I’m writing this post to accomplish two goals:

  1. I want to offer an apology.
  2. At the same time, I also want to (slightly) defend my decision to address a political issue in the context of the church.

So first, of all, I am sorry for the offense I caused people. I realize now that by bringing up a heated and divisive issue without spending a significant amount of time on it, I created great potential for misunderstanding. No matter what I actually said or intended to say, the brevity of my comment gave too little context for people to understand my meaning, and the already existing emotions around the issue dissolved the intended impact of my illustration. I should have told a story about my own experience with bad friends instead of trying to make a point based on a heated political issue.

Second, an Apology (as in defense)

Most of the people who know me know that I’m not a very political person. That is, I usually don’t fixate on the political issues of the day and promote them. I don’t post my political views on social media, and I generally don’t share my position on political issues from the stage on Sundays.

However, most of the people who know me also know that I’m not reluctant to talk about any topic at all. I’m not afraid of sharing my opinion when appropriate (and sometimes when not appropriate, to my chagrin), and furthermore, I’m convinced that there are no “taboo” topics when it comes to Christian conversation. I’m a firm believer that we need to train ourselves and our community to be able to talk about even controversial matters with grace, curiosity, and love.

Additionally, there are some issues that our world has labeled “political” that I see labeled by Scripture as “moral,” and on these issues, I feel an obligation as a teacher of the Bible to address them whenever I can.

So these are my few reasons why I think my Kavanaugh comments were justified.

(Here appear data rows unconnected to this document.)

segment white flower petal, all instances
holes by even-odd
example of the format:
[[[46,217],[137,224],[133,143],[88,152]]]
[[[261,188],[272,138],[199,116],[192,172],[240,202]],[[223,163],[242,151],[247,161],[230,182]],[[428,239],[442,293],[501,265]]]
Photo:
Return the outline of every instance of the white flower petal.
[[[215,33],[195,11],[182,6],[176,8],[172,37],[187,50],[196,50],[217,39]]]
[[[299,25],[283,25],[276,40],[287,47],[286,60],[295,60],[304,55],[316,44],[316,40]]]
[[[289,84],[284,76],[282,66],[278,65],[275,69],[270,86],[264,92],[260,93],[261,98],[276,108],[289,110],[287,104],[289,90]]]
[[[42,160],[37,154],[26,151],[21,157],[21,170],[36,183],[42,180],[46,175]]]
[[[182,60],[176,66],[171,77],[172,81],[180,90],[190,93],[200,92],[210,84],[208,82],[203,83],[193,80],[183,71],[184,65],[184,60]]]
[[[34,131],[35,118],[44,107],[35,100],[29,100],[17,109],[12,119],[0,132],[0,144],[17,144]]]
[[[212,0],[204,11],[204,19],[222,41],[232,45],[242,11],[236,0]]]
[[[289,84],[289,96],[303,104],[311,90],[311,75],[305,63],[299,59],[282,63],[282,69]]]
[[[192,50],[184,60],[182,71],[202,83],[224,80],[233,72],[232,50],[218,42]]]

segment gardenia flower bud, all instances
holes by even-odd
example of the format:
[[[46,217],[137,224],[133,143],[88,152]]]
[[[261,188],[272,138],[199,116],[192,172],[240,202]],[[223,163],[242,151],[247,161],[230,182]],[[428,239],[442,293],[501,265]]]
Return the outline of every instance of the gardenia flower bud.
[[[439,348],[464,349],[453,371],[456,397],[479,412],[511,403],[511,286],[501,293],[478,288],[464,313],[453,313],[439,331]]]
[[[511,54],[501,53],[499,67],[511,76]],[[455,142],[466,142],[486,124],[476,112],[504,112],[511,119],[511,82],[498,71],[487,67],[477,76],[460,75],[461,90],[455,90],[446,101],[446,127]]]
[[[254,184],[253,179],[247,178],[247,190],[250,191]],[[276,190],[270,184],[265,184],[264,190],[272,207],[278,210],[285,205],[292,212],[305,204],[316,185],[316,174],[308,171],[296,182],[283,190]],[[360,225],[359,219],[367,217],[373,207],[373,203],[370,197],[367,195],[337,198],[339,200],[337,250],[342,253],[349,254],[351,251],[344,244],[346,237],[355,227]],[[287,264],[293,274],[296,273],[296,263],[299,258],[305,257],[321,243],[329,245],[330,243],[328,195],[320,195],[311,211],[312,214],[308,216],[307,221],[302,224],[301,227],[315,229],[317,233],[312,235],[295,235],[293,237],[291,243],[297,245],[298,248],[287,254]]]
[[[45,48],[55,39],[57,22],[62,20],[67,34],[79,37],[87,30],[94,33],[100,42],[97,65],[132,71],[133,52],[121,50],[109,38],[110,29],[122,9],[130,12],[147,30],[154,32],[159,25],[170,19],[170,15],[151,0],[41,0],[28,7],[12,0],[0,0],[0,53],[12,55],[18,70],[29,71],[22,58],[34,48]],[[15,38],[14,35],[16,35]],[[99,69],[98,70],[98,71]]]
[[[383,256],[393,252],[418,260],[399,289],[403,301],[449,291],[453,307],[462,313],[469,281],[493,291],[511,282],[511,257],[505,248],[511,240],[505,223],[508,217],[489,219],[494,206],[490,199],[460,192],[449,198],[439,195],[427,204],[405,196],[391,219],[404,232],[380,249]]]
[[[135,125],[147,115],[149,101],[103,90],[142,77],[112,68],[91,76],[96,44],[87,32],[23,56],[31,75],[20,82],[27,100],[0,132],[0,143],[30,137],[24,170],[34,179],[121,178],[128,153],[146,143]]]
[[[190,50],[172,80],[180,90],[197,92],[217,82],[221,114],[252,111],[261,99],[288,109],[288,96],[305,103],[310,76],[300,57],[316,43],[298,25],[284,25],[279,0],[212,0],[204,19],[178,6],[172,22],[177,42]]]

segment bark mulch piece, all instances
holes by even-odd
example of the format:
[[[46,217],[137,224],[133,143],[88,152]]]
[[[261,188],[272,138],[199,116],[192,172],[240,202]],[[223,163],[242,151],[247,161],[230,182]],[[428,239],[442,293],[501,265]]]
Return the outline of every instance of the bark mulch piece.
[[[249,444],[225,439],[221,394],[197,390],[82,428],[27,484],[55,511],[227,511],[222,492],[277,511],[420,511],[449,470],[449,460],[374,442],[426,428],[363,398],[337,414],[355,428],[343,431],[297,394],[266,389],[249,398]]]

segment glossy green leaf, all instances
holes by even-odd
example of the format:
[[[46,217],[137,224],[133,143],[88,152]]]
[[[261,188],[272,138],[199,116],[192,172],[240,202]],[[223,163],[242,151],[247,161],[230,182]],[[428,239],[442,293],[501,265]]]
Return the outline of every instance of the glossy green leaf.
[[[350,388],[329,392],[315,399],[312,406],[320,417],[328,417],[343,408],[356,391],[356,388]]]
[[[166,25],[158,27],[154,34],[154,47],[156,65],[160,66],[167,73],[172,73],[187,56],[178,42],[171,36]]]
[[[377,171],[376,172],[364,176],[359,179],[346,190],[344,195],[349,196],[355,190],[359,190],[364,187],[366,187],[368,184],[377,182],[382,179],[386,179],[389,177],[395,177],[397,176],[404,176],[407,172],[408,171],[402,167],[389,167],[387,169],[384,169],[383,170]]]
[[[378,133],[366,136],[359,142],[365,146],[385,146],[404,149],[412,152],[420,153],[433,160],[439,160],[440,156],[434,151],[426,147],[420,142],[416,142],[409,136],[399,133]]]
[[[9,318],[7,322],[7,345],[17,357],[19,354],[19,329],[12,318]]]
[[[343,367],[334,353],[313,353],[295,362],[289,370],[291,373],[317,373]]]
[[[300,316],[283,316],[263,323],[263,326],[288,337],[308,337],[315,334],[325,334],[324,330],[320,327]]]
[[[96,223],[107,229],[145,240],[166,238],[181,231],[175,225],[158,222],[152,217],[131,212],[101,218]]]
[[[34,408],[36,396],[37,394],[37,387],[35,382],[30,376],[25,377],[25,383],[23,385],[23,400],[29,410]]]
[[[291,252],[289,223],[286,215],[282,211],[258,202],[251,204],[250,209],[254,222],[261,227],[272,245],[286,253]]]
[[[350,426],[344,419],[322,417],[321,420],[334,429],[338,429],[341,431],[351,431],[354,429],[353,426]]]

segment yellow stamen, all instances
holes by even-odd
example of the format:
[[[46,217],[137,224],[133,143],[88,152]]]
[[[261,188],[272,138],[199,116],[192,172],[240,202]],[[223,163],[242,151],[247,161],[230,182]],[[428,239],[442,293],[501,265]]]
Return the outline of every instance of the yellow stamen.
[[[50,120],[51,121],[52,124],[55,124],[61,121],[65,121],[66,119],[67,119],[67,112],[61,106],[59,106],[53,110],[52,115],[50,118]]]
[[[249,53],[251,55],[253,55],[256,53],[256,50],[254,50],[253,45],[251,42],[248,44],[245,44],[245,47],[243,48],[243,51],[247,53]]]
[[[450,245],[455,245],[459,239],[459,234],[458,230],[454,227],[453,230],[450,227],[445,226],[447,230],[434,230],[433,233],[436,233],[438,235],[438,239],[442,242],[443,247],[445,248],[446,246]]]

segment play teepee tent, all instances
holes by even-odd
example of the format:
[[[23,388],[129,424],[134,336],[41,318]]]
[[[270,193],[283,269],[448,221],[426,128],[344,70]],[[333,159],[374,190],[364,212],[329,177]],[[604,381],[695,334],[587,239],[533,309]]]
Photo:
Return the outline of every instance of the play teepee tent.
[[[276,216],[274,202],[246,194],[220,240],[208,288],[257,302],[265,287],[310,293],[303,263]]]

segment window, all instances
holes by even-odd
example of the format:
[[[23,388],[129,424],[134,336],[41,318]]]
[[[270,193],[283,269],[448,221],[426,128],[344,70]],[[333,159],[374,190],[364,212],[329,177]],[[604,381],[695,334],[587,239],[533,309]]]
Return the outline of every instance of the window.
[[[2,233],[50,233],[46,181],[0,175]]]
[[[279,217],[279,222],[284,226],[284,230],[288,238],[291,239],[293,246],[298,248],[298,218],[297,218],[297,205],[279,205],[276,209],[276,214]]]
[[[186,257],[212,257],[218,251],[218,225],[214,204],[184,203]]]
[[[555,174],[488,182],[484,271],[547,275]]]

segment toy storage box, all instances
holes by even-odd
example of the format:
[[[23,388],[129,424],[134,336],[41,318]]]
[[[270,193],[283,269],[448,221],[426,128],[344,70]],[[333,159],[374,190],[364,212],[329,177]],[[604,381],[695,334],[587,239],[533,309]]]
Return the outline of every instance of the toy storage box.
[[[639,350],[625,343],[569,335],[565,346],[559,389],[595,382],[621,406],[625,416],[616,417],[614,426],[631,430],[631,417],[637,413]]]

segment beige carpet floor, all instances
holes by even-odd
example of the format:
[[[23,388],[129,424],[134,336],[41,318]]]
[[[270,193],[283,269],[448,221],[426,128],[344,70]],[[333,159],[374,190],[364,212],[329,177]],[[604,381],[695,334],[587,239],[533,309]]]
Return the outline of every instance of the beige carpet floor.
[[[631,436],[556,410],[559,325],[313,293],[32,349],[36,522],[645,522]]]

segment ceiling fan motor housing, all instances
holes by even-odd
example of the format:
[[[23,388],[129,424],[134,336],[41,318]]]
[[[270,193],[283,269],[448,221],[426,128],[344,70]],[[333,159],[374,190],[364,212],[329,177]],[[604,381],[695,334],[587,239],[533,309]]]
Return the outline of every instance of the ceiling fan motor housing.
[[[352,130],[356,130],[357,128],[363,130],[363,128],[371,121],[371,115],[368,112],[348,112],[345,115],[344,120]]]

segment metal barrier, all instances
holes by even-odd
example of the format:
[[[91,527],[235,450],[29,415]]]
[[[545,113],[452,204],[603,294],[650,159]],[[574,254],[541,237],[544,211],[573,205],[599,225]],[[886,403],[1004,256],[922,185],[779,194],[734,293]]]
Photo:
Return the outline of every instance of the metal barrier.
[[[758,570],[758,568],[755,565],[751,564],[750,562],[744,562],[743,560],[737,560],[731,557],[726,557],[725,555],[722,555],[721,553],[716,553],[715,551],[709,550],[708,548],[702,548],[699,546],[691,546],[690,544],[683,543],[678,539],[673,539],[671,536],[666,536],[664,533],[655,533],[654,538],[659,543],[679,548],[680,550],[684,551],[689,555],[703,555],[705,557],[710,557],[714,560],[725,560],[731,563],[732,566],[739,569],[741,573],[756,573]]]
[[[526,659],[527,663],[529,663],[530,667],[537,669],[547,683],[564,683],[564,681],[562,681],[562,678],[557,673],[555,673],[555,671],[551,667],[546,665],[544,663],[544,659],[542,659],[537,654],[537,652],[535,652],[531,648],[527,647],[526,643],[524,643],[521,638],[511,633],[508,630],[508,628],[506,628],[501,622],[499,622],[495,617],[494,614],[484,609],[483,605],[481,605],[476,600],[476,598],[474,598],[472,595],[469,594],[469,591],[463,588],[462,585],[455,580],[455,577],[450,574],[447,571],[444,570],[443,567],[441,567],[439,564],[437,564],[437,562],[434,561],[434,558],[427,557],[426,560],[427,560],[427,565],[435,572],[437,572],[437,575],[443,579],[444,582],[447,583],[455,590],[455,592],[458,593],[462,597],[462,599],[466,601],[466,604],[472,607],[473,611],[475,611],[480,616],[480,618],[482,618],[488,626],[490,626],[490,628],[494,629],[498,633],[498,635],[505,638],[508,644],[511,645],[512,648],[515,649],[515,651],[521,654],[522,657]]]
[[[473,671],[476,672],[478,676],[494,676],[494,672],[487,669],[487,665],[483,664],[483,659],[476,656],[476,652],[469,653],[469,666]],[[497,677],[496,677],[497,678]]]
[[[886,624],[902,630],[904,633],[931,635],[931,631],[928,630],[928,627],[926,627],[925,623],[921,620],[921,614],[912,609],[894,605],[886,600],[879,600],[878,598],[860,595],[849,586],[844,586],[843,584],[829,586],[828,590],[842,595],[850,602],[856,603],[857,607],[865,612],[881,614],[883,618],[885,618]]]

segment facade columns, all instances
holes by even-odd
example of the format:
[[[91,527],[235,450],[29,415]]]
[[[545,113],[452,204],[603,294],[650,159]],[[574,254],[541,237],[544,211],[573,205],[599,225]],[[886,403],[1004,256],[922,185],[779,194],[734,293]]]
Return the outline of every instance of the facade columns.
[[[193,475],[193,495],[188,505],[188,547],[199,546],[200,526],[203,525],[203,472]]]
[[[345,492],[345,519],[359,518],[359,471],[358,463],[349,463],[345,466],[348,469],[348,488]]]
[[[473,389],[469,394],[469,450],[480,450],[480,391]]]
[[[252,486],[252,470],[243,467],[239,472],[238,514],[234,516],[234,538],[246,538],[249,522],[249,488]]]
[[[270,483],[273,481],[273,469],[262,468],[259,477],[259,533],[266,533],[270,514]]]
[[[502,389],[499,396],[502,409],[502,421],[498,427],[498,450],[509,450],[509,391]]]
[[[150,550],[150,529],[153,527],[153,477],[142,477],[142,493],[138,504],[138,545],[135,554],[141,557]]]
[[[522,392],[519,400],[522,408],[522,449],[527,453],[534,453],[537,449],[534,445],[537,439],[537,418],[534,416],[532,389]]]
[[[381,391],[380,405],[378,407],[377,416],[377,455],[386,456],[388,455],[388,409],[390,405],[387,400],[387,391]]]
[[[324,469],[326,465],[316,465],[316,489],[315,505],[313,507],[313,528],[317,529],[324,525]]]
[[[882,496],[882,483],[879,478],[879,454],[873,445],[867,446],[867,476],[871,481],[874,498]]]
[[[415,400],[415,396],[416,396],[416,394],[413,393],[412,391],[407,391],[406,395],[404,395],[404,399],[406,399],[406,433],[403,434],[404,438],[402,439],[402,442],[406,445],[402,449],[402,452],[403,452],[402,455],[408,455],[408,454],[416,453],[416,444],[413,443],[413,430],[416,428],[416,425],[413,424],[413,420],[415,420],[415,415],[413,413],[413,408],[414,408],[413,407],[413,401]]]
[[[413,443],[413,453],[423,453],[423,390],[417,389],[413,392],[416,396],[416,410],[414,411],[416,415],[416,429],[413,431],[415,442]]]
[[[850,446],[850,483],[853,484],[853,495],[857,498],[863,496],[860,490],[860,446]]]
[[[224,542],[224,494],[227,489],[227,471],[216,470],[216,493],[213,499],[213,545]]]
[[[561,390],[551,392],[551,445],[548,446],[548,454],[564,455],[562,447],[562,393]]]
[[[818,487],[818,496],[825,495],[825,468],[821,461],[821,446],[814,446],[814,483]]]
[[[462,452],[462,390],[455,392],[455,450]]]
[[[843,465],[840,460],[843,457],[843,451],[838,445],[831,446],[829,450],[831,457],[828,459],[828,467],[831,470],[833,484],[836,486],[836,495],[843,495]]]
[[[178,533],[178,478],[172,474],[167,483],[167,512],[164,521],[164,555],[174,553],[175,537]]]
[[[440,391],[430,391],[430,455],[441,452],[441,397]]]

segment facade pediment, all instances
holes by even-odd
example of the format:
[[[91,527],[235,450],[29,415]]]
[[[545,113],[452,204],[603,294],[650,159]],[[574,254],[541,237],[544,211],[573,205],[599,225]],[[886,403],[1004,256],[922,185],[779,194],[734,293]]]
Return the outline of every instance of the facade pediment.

First, I am absolutely outraged at the centuries of abuse that men have dished out toward women (see my message on #feminism). In the Bible, God regularly commands men to take the lead in bringing honor to women. But for most of human history, men have exploited women in many ways, especially sexually. This exploitation continues today through pornography, advertising, professional sports, and yes, catcalls and unwanted advances. Men of all strata have been implicated and women of all strata have been victimized. This is not a political issue. This is a God issue. God made women and men. God made sexuality. And God intends for us to be people of integrity who treat others with dignity! Whether you take the side of the women or the men in the #MeToo movement, whether you support Bill Hybels or think he’s a liar, whether you support Brett Kavanaugh or his accusers doesn’t actually matter to me. My outrage is over the issue at hand. My outrage is over the fact that men have failed to treat women with dignity, and other men have failed to stand against it. I feel that my congregation needs to know not only that this issue is wrong, but that this issue is also disgusting to God. Wrath is the proper response to this kind of injustice.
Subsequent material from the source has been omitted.